There were no significant effects of breastfeeding categories on adiposity (i.e., total fat mass, total lean tissue mass, percent body fat), fat distribution (visceral and subcutaneous abdominal fat), fasting glucose or 2-h glucose, or insulin dynamics (SI, AIR, and DI) at Tanner pubertal stage 1 or on changes in these variables over pubertal transitions in overweight Latino youth.
In this population of high-risk Latino youth, there were no significant protective effects of breastfeeding on adiposity or type 2 diabetes risk factors at Tanner pubertal stage 1 or across advances in maturation.

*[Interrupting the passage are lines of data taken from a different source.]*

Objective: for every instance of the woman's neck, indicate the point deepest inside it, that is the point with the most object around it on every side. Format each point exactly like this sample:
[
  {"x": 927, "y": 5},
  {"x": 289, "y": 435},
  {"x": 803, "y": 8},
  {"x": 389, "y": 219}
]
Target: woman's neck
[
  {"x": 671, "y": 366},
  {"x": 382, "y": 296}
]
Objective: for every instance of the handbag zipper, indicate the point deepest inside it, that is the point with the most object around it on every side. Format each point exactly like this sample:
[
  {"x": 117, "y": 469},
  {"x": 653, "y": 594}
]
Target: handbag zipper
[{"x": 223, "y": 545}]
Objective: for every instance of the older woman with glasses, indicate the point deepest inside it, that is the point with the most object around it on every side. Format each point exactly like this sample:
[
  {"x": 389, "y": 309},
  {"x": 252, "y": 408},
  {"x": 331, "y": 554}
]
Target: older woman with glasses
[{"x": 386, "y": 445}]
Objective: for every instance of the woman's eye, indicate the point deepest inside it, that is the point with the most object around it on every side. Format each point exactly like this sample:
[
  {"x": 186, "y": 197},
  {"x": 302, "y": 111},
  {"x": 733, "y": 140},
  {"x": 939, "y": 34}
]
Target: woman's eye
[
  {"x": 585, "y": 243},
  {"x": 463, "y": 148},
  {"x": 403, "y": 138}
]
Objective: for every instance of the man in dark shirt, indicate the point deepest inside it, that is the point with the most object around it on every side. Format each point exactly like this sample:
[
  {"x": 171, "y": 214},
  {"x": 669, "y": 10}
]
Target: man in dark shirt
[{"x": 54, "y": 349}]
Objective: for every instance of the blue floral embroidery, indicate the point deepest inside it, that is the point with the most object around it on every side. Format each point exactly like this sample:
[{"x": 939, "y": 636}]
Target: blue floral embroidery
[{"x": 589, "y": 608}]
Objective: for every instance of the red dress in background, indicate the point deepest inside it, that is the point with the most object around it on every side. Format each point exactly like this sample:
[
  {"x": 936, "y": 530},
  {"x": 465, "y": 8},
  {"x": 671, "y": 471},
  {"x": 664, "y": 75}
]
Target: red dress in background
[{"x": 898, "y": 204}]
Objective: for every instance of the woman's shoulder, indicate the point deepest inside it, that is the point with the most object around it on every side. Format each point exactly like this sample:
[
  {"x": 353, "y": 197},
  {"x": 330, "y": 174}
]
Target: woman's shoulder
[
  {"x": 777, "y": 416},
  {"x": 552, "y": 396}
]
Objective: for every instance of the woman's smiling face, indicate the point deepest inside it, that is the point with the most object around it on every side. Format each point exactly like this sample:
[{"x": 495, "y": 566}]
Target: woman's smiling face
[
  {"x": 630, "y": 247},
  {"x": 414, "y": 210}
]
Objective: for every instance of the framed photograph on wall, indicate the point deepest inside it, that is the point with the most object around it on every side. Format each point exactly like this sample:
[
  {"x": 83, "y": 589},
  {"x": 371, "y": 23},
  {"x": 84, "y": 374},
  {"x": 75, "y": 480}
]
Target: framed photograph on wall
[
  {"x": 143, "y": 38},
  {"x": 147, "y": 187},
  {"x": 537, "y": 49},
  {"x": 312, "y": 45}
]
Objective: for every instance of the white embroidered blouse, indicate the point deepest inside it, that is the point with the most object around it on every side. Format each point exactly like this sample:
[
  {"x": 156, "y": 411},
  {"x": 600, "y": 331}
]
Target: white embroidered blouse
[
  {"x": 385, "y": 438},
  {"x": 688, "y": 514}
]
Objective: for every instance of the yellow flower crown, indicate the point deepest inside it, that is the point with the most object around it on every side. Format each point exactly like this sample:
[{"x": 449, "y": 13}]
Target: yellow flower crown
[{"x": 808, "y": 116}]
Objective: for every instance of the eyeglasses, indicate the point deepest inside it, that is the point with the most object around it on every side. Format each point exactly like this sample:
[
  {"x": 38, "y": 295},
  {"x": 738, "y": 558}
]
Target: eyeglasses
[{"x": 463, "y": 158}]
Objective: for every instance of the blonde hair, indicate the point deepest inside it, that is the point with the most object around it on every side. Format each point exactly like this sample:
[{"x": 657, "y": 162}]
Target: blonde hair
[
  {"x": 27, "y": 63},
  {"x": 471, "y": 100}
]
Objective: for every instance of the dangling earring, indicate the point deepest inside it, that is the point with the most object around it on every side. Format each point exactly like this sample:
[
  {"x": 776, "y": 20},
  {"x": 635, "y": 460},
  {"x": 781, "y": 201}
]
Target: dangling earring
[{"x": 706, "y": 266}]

确定母乳喂养是否与超重拉丁裔青少年整个青春期的总体肥胖、局部肥胖以及葡萄糖和胰岛素动态变化有关。
在240名有2型糖尿病家族史的超重(BMI≥第85百分位数)拉丁裔儿童(8 - 13岁)中,确定母乳喂养与糖尿病风险之间的关系。儿童在基线时(坦纳青春期1期)接受检查,并在青春期成熟过程中持续观察2年。儿童被分为以下几类:从未母乳喂养(n = 102)、母乳喂养0 - 5.99个月(n = 61)、母乳喂养6 - 11.99个月(n = 24)以及母乳喂养≥12个月(n = 53)。通过体格检查确定坦纳青春期阶段。通过磁共振成像确定内脏和皮下腹部脂肪,通过双能X线吸收法测量全身脂肪、总瘦体重和体脂百分比。采用2小时口服葡萄糖耐量试验评估空腹和餐后血糖。通过频繁采样静脉葡萄糖耐量试验和最小模型法测量胰岛素敏感性(SI)、急性胰岛素反应(AIR)和处置指数([DI],一种β细胞功能指标)。使用线性混合效应模型分析数据。
在坦纳青春期1期,母乳喂养类别对超重拉丁裔青少年的肥胖(即总脂肪量、总瘦体重、体脂百分比)、脂肪分布(内脏和皮下腹部脂肪)、空腹血糖或2小时血糖以及胰岛素动态变化(SI、AIR和DI)均无显著影响,在青春期过渡期间这些变量的变化也无显著影响。
在这群高危拉丁裔青少年中,在坦纳青春期1期或整个成熟过程中,母乳喂养对肥胖或2型糖尿病风险因素均无显著保护作用。